Q. “How many days is it from N* to your own country?”
A. “Six days of quick marching. We fled because we could not endure the things done to us. Our Chiefs were hanged, and we were killed and starved and worked beyond endurance to get rubber.”
Q. “How do you know it was the white men themselves who ordered these cruel things to be done to you? These things must have been done without the white man’s knowledge by the black soldiers.”
A. (P P): “The white men told their soldiers: ‘You kill only women; you cannot kill men. You must prove that you kill men.’ So then the soldiers when they killed us” (here he stopped and hesitated, and then pointing to the private parts of my bulldog—it was lying asleep at my feet), he said: “then they cut off those things and took them to the white men, who said: ‘It is true, you have killed men.’ ”

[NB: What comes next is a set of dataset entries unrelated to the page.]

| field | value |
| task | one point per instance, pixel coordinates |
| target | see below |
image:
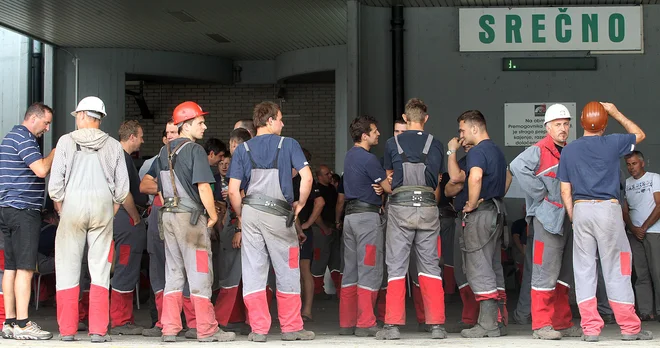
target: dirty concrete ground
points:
(325, 325)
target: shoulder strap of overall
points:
(427, 147)
(277, 153)
(404, 158)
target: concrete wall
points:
(309, 112)
(102, 73)
(14, 63)
(451, 82)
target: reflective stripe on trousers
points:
(552, 275)
(418, 227)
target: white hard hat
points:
(93, 105)
(556, 111)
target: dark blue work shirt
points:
(263, 149)
(361, 169)
(591, 165)
(461, 198)
(412, 142)
(488, 156)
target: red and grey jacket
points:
(536, 171)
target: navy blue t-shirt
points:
(488, 156)
(412, 142)
(263, 149)
(361, 169)
(462, 197)
(591, 165)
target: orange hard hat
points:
(187, 111)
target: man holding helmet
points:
(186, 218)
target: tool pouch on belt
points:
(355, 206)
(271, 205)
(413, 196)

Q. “You mean to tell me that any white man ordered your bodies to be mutilated like that, and those parts of you carried to him?”
P P, O O, and all (shouting): “Yes! many white men. D E did it.”

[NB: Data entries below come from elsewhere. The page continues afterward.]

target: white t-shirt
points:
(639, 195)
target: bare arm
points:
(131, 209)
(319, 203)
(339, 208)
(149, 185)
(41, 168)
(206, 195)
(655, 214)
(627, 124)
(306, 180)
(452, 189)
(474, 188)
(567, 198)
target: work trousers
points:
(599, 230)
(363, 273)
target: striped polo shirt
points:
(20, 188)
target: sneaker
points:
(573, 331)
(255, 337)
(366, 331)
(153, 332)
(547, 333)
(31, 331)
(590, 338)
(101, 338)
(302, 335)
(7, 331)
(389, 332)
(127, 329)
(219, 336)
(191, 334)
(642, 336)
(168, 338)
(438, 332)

Q. “You say this is true? Were many of you so treated after being shot?”
All (shouting out): “Nkoto! Nkoto!” (Very many! Very many!)

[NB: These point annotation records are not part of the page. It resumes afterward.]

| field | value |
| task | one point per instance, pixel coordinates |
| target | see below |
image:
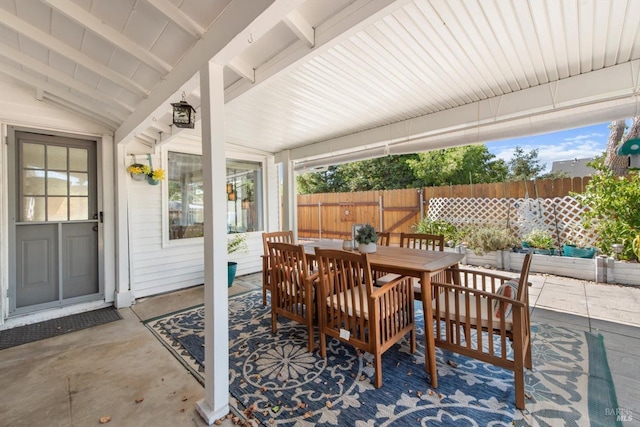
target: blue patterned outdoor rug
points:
(276, 381)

There was no doubt that these people were not inventing. Their vehemence, their flashing eyes, their excitement, was not simulated. Doubtless they exaggerated the numbers, but they were clearly telling what they knew and loathed. I was told that they often became so furious at the recollection of what had been done to them that they lost control over themselves. One of the men before me was getting into this state now.
I asked whether L* tribes were still running from their country, or whether they now stayed at home and worked voluntarily.